下面的代码成功地从包含ip地址的每一行中提取ip地址,但是计算ip地址出现次数的过程不起作用。

void read(String fileName) throws IOException {
    BufferedReader br = new BufferedReader(new InputStreamReader(new FileInputStream(fileName)));
    int counter = 0;
    ArrayList<IPHolder> ips = new ArrayList<IPHolder>();
    try {
        String line;
        while ((line = br.readLine()) != null) {
            if(!getIP(line).equals("0.0.0.0")){
                if(ips.size()==0){
                    IPHolder newIP = new IPHolder();
                    newIP.setIp(getIP(line));
                    newIP.setCount(0);
                    ips.add(newIP);
                }
                for(int j=0;j<ips.size();j++){
                    if(ips.get(j).getIp().equals(getIP(line))){
                        ips.get(j).setCount(ips.get(j).getCount()+1);
                    }else{
                        IPHolder newIP = new IPHolder();
                        newIP.setIp(getIP(line));
                        newIP.setCount(0);
                        ips.add(newIP);
                    }
                }
                if(counter % 1000 == 0){System.out.println(counter+", "+ips.size());}
                counter+=1;
            }
        }
    } finally {br.close();}
    for(int k=0;k<ips.size();k++){
        System.out.println("ip, count: "+ips.get(k).getIp()+" , "+ips.get(k).getCount());
    }
}

public String getIP(String ipString){//extracts an ip from a string if the string contains an ip
    String IPADDRESS_PATTERN = 
    "(?:(?:25[0-5]|2[0-4][0-9]|[01]?[0-9][0-9]?)\\.){3}(?:25[0-5]|2[0-4][0-9]|[01]?[0-9][0-9]?)";

    Pattern pattern = Pattern.compile(IPADDRESS_PATTERN);
    Matcher matcher = pattern.matcher(ipString);
    if (matcher.find()) {
        return matcher.group();
    }
    else{
        return "0.0.0.0";
    }
}

持有人类是:

public class IPHolder {

    private String ip;
    private int count;

    public String getIp(){return ip;}
    public void setIp(String i){ip=i;}

    public int getCount(){return count;}
    public void setCount(int ct){count=ct;}
}

2 个答案:

答案 0 :(得分:1)

在这种情况下,搜索的关键词是HashMap。 HashMap是键值对的列表(在这种情况下是成对的ips及其计数)。

"192.168.1.12" - 12
"192.168.1.13" - 17
"192.168.1.14" - 9

等等。 使用和访问比总是遍历容器对象数组更容易,以确定是否已经有一个容器用于该ip。

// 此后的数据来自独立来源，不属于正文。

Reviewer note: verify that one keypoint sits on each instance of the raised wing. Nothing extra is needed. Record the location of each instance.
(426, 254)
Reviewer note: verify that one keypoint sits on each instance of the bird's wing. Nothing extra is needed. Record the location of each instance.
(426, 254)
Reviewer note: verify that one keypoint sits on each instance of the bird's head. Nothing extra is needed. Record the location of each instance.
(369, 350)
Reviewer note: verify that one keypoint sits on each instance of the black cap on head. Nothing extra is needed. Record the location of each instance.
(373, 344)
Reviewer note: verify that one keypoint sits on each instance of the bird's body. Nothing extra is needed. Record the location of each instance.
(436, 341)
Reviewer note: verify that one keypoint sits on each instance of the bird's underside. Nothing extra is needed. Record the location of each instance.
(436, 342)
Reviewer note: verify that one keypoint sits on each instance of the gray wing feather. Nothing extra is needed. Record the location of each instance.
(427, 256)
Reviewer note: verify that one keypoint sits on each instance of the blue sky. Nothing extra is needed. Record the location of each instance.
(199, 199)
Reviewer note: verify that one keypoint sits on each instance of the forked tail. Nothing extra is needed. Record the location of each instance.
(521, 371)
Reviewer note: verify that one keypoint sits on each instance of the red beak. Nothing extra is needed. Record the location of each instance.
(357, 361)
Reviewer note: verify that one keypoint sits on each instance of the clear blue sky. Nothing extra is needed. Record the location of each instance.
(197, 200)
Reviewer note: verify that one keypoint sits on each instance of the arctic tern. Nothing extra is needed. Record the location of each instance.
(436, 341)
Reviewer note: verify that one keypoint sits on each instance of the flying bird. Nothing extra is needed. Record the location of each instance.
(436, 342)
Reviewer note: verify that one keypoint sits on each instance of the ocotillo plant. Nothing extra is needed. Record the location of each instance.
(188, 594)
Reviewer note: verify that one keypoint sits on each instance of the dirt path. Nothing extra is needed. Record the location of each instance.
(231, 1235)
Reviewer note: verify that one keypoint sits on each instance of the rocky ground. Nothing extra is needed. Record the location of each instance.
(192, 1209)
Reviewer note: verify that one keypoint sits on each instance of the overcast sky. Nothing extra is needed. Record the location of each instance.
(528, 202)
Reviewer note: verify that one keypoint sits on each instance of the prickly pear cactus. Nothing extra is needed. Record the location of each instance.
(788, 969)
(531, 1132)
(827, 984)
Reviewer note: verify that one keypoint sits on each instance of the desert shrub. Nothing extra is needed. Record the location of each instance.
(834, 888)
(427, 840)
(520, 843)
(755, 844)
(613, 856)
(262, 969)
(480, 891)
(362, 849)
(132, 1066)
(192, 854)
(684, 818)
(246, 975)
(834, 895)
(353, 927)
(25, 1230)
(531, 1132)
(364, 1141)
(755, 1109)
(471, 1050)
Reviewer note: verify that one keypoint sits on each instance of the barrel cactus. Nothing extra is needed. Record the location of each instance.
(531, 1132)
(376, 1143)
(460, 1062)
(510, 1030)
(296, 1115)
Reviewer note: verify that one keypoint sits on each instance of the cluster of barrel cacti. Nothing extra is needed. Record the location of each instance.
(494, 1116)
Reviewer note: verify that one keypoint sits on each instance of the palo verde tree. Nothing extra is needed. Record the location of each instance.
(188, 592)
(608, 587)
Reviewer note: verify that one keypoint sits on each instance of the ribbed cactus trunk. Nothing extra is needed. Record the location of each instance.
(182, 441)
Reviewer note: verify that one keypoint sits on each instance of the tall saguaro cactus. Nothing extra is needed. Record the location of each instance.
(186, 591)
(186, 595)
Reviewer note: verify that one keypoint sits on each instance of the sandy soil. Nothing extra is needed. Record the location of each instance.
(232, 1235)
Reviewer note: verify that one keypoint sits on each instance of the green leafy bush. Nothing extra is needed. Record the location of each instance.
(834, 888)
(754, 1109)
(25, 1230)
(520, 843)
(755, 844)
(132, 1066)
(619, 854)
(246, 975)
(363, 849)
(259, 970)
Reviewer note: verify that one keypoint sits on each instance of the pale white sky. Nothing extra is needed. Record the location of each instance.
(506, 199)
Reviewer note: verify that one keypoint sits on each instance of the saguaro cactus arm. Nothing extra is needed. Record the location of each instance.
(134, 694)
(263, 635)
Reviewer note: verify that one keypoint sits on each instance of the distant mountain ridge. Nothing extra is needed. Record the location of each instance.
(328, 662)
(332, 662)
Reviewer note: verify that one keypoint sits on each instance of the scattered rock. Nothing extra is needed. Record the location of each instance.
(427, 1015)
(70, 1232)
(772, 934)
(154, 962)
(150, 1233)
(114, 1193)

BufferedReader br = new BufferedReader(new InputStreamReader(new FileInputStream(/*Your file */)));

HashMap<String, Integer> occurrences = new HashMap<String, Integer>();

String line = null;

while( (line = br.readLine()) != null) {

    // Iterate over lines and search for ip address patterns
    String[] addressesFoundInLine = ...;


    for(String ip: addressesFoundInLine ) {

        // Did you already have that address in your file earlier? If yes, increase its counter by 
        if(occurrences.containsKey(ip))
            occurrences.put(ip, occurrences.get(ip)+1);

        // If not, create a new entry for this address
        else
            occurrences.put(ip, 1);
    } 
}


// TreeMaps are automatically orered if their elements implement 'Comparable' which is the case for strings and integers
TreeMap<Integer, ArrayList<String>> turnedAround = new TreeMap<Integer, ArrayList<String>>();

Set<Entry<String, Integer>> es = occurrences.entrySet();

// Switch keys and values of HashMap and create a new TreeMap (in case there are two ips with the same count, add them to a list)
for(Entry<String, Integer> en: es) {

    if(turnedAround.containsKey(en.getValue()))         
        turnedAround.get(en.getValue()).add((String) en.getKey());
    else {
        ArrayList<String> ips = new ArrayList<String>();
        ips.add(en.getKey());
        turnedAround.put(en.getValue(), ips);
    }

}

// Print out the values (if there are two ips with the same counts they are printed out without an special order, that would require another sorting step)
for(Entry<Integer, ArrayList<String>> entry: turnedAround.entrySet()) {         
    for(String s: entry.getValue())
        System.out.println(s + " - " + entry.getKey());         
}

在我的情况下,输出如下:

192.168.1.19 - 4
192.168.1.18 - 7
192.168.1.27 - 19
192.168.1.13 - 19
192.168.1.12 - 28

大约半小时前我回答this question,我猜这正是你要搜索的内容,所以如果你需要一些示例代码,请看一下。

答案 1 :(得分:0)

以下是一些代码,它使用HashMap存储IP,并使用正则表达式在每行中匹配它们。它使用try-with-resources自动关闭文件。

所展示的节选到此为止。